Belki bu saydığım kesimler biraz, sağduyulu olanlarda, asıl ülkenin altına dinamit koyan, siyasiler…Şu an bazıları var ki, sırf o koltuklarda oturmak için, ülkenin her şeyini feda edenlere alkışı tutarken, geleceği hiç hesaplamıyorlar. Belki Doğu kökenli olanlar, bir yanlışın ve hesabın peşinde olabilirler. Ama elli asırdan bu yana,bizim Güneydoğu ve Doğu’yu hayalet gibi gören, batılı insanlar dediğimiz, Adana’dan öte İstanbul’a varıncaya kadar kendilerince medeni sayılan, aydın geçinen illerin seçilmişlerine ne oldu?
Bakın yarın bu ülkenin temel taşları yerinden oynadığında yuvarlanan kayalar önce sizlere çarpar. Çünkü önde giden sizlersiniz, Suriye’deki olaylardan kaçıp gelenlere bakıyorum. Gariban olanlar çadır ve konteynır kentlerde yaşıyor. Paralı zengin olanlarsa şu an Gaziantep’te oturacak ev beğenmiyorlar. İşte bunlar bu güne kadar Suriye halkının kanını sömüren sülüklerdir. İşte yarın aynısı bizim ülkemiz içinde geçerli, ülkede rejim değiştiğinde, asıl ülkesini sevenler, çadırlarda veya aç sefil yardım beklerken, varlıklı olanlar kaçıp başka ülkelere sığınacaklar.
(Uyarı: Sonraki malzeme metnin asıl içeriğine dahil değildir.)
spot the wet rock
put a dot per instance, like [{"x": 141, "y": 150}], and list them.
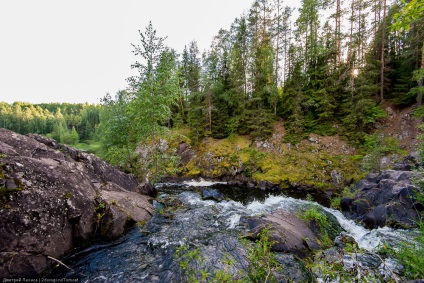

Çünkü Cumhuriyet öncesi bunun yaşayan ata dedelerimiz, bu ülkenin varoluşu ile Cumhuriyeti nasıl kurduklarını, bizlere tarih sayfaları ile arşivlerle, miras bırakmışlar. Bakın ve örnek alın diye, ancak şu an bunların hepsi rafa kalktı, birileri kendi gelecekleri için, ülkeyi halkı gözden çıkardı. Ama, bizim vatandaş Aziz Nesin’in dediği gibi,gözünü bir noktaya dikmiş başka bir yeri görmüyor. O noktada ise yedi şeritli,gök kuşağı var. Yani pembe tablo ile hayal dünyasında yaşamak, ancak orada yaşamak için, canlı değil. Ruhun oraya yetişebildiğini aklına getiremiyor.
Bu nedenle; şu an ülkede yaşananlardan ders alamayanlar, yarın dizine vuracak ama iş işten geçmiş,urbalara bürünmüş olacaklar. Benim için fark etmez. Biraz sakal bir de takke taktım mı, buda bizdenmiş derler. İşte bencilliğin kurbanı olmaya layık bir toplum için ne yazsan boş.